Este é o principal item inaceitável para um regime baseado na ideia de superioridade de modelo, ainda que os chineses sejam opostos aos soviéticos e só queiram saber de negócios, não de exportar a revolução.

Assim, os meses que antecederam o encontro em Woodside, perto de San Francisco, são reveladores da maior necessidade chinesa de ter uma relação normalizada com os EUA neste momento. Como sempre em diplomacia, isso se deu com sinais trocados para não transmitir fraqueza ao adversário.

Para cada assopro, uma mordida. Mas os primeiros foram mais importantes: Xi encontrou-se com o premiê australiano, que lidera o país que os EUA querem transformar em seu porta-aviões, ao lado do Japão, no Indo-Pacífico por meio de iniciativas como o pacto militar Aukus.

Mesmo Tóquio, que retomou um militarismo não visto desde a Segunda Guerra Mundial com a bênção de quem obliterou seu império, os EUA, esteve no alvo das cortes de Pequim. O chanceler Wang Yi encontrou-se na semana passada com uma importante autoridade de segurança japonesa, Takeo Akiba, e Xi deve encontrar o premiê Fumio Kishida em San Francisco.

Na mão contrária, asseverando o poder que lhe é possível, Pequim tem aumentando suas rusgas no mar do Sul da China, desta vez com as Filipinas. O controle sobre aquelas rotas marítimas é vital para sua sobrevivência estratégica, o que explica a forte presença militar americana na região.

Além disso, a retórica agressiva sobre a retomada de Taiwan, ilha autônoma que os EUA prometem defender ao mesmo tempo em que a reconhecem como chinesa no papel, segue em alta.

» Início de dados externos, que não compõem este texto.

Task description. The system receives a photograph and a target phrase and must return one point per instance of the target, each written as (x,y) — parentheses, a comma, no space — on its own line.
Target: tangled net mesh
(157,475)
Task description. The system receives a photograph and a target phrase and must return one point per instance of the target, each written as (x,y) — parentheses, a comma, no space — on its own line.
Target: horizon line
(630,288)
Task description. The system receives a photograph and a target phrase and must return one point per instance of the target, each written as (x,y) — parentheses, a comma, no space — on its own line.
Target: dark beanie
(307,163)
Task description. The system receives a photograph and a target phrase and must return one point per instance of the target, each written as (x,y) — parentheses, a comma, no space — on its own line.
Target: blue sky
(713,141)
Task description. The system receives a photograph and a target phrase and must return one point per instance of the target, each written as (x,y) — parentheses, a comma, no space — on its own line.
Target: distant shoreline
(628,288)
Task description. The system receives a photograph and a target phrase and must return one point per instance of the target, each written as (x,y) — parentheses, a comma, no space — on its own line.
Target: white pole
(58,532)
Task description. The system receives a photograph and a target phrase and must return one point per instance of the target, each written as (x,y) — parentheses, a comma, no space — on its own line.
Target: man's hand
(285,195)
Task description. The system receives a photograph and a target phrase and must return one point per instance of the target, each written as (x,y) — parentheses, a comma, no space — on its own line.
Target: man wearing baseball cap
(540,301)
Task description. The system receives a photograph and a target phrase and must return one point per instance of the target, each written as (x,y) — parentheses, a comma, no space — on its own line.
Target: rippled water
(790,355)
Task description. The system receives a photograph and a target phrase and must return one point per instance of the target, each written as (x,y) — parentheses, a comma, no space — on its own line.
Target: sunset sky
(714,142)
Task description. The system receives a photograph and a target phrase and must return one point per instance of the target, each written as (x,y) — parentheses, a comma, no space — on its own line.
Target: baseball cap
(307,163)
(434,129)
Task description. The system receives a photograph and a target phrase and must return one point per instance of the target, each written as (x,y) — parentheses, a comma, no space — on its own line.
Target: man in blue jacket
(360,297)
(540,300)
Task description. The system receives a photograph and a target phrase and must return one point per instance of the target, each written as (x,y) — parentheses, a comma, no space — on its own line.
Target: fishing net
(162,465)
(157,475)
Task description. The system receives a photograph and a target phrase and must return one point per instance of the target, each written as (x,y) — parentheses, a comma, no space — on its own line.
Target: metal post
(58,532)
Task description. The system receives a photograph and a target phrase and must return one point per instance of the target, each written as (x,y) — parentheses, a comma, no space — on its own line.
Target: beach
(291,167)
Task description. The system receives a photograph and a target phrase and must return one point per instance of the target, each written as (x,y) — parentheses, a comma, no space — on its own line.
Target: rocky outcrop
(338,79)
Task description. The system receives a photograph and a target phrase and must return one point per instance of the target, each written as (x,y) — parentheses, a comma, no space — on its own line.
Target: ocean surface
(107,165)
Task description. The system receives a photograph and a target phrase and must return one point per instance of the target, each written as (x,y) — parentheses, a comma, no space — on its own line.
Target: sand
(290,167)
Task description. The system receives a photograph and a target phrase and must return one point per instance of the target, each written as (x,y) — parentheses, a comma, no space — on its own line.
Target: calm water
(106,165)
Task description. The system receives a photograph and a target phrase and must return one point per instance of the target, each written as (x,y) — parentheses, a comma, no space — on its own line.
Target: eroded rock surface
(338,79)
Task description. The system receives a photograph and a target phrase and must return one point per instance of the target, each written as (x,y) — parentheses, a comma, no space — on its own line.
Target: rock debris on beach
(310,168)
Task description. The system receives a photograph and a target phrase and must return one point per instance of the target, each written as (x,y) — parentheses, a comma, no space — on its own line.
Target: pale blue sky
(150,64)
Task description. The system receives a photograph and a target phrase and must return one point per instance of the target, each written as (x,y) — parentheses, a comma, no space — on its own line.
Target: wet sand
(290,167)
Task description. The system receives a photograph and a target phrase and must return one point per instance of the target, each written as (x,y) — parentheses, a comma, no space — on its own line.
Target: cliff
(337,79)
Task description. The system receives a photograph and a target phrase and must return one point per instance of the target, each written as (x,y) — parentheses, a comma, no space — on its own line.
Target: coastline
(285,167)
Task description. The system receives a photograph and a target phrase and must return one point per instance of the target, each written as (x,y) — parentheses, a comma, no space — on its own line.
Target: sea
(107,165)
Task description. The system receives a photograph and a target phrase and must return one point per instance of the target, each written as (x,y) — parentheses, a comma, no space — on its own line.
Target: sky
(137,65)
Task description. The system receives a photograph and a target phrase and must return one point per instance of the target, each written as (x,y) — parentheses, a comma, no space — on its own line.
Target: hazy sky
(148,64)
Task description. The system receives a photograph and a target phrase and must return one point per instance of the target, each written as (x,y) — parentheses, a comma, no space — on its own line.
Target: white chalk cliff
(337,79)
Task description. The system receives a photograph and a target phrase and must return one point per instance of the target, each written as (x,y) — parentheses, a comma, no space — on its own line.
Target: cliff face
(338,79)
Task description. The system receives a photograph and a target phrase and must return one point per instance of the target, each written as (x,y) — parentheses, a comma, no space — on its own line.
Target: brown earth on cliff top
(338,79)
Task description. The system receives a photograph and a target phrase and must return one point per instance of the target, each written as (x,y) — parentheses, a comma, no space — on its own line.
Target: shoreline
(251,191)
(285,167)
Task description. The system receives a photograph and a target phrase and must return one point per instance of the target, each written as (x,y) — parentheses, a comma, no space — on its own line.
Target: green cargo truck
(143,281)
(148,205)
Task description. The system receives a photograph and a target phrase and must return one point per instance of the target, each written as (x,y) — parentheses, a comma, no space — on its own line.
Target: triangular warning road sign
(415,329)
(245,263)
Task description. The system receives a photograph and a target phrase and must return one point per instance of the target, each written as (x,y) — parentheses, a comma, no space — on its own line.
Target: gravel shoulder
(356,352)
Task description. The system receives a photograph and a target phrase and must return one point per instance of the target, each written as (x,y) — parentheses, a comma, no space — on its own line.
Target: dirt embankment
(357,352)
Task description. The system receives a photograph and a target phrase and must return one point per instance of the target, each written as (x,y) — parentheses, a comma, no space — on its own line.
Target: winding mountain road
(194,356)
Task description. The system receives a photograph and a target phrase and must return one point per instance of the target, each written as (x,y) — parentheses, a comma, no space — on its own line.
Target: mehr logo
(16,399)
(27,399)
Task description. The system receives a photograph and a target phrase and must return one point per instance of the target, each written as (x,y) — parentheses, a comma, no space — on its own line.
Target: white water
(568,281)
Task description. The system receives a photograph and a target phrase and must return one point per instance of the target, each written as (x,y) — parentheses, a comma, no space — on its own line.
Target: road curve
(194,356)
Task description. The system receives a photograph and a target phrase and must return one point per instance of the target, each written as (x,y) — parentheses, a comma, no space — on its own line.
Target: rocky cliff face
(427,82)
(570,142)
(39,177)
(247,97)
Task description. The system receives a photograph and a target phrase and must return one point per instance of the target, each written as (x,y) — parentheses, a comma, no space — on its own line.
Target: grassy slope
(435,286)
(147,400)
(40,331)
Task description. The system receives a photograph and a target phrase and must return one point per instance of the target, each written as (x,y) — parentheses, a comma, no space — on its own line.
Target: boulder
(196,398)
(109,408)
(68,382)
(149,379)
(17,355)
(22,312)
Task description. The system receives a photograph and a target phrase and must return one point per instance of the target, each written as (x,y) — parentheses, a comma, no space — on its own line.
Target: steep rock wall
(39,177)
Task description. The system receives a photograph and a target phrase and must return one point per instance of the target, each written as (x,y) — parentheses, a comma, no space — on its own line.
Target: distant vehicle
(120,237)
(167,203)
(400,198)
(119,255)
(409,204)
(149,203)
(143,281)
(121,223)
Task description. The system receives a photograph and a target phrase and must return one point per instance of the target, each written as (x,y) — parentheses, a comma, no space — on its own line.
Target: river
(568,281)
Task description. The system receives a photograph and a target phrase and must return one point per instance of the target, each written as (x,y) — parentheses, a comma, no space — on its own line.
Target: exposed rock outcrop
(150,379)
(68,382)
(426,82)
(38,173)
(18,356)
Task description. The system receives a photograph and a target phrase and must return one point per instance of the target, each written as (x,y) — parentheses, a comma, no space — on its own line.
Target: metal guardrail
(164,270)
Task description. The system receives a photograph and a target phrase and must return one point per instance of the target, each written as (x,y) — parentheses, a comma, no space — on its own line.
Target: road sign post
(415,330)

O tema é um dos mais espinhosos na relação bilateral Xi-Biden, noves fora a escalada da guerra comercial na área de chips, tocada pelo americano.

Tal sinalização é positiva para a paz mundial. Um dos grandes avanços nas últimas semanas foi a retomada das discussões sobre o controle de armas nucleares. A China é a terceira potência no setor, com 320 ogivas, e nunca assinou nenhum tratado.

O último que havia sido herdado do fim da Guerra Fria, que limita o número de bombas estratégicas (as que destroem cidades) e seus veículos lançadores, foi abandonado pela rival que realmente interessa os EUA, a Rússia, neste ano.

Foi mais uma decorrência do esfarelamento da relação Moscou-Ocidente, cortesia da invasão da Ucrânia. Russos e americanos ainda são donos de 90% das ogivas do mundo, mas a China está expandindo rapidamente seu arsenal, de olho nas capacidades americanas de torná-lo inócuo com o uso de sistemas antimísseis e outros meios.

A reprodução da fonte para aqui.